Results for the study were tabulated over six months, analysing end-user networks totalling 100,000s of endpoints worldwide. Organisations ranged in size from 1,000 to 50,000 endpoints, spanning industries such as finance, healthcare, transportation, government, telecommunications and technology. 
The study analysed network activity gathered from the LightCyber Magna™ Behavioural Attack Detection platform, which is uniquely capable of automatically discovering the source software executables associated with the anomalous network behaviour observed. Magna is the only known solution to combine signature-less full network analysis with agentless endpoint technology that links a network activity to an endpoint process. LightCyber Magna also automatically analyses these executable files via the Magna Cloud Expert System to augment the security operations investigative processes. The most common attack tools observed in the study were classified into the following four categories: networking and hacking tools, admin tools, remote desktop tools and malware.
For a copy of the report go to: http://lightcyber.com/wp-cyber-weapons-report-lp/ 
Report findings include:
  • 99 percent of post-intrusion internal attack activities did not originate from malware, but rather from legitimate applications or riskware, such as network scanners.
  • More than 70 percent of active malware used for the initial intrusion was detected only on one site, indicating that it was polymorphic or customised, targeted malware.
  • Angry IP Scanner, a port and IP address scanner, accounted for 27.1 percent of incidents from the top ten networking and hacking tools observed in the study.
  • SecureCRT, an integrated SSH and Telnet client, topped the list of admin tools employed in attacks, representing 28.5 percent of incidents from the ten most prevalent admin tools.
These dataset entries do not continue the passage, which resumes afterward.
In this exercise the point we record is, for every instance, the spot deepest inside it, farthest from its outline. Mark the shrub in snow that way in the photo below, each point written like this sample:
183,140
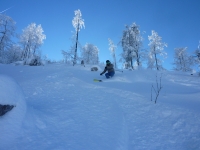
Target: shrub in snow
10,123
94,69
5,108
34,61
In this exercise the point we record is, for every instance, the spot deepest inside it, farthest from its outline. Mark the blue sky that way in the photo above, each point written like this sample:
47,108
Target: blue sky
176,21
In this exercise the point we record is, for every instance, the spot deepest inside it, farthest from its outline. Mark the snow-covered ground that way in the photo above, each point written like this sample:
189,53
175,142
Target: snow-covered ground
60,107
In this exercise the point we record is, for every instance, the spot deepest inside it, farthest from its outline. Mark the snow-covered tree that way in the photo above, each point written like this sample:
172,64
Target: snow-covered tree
31,39
131,44
182,60
77,23
156,50
112,49
90,54
197,54
7,31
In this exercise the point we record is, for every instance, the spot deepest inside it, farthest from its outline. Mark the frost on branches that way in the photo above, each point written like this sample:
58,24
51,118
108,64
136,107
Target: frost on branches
156,50
31,39
7,31
182,61
131,44
90,54
197,55
112,49
77,23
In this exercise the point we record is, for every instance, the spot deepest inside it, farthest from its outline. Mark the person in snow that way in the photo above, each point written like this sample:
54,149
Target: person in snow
109,67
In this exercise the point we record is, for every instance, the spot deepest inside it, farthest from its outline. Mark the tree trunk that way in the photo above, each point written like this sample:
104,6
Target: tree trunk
75,54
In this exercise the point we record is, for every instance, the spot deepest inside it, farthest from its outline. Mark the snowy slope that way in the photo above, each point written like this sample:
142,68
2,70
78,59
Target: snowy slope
66,110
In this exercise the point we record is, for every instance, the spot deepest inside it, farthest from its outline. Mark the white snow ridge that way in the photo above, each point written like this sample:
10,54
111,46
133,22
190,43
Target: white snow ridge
67,110
11,122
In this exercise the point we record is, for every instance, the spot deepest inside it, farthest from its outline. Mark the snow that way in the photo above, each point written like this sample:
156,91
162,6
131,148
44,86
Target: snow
59,107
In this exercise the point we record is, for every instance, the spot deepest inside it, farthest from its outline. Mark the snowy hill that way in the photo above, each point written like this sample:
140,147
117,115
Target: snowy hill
59,107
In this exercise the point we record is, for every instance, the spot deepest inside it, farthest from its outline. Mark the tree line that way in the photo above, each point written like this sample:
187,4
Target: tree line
27,47
133,54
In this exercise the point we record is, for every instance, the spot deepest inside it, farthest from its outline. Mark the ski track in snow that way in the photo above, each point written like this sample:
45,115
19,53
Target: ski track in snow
66,110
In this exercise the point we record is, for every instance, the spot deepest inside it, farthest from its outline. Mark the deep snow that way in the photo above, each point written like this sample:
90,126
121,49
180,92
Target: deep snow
59,107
Admin tools triggered lateral movement anomalies such as new admin behaviour, remote code execution and reverse connection (reverse shell), among others.
  • TeamViewer, a remote desktop and web conferencing solution, accounted for 37.2 percent of security events from the top ten remote desktop tools. TeamViewer was associated with command and control (tunnelling) behaviour, while other remote desktop tools, such as WinVNC, primarily triggered lateral movement violations.
  • Attackers may leverage ordinary end-user programs such as web browsers, file transfer clients and native system tools for command and control and data exfiltration activity. The most mundane applications, in the wrong hands, can be used for malicious purposes.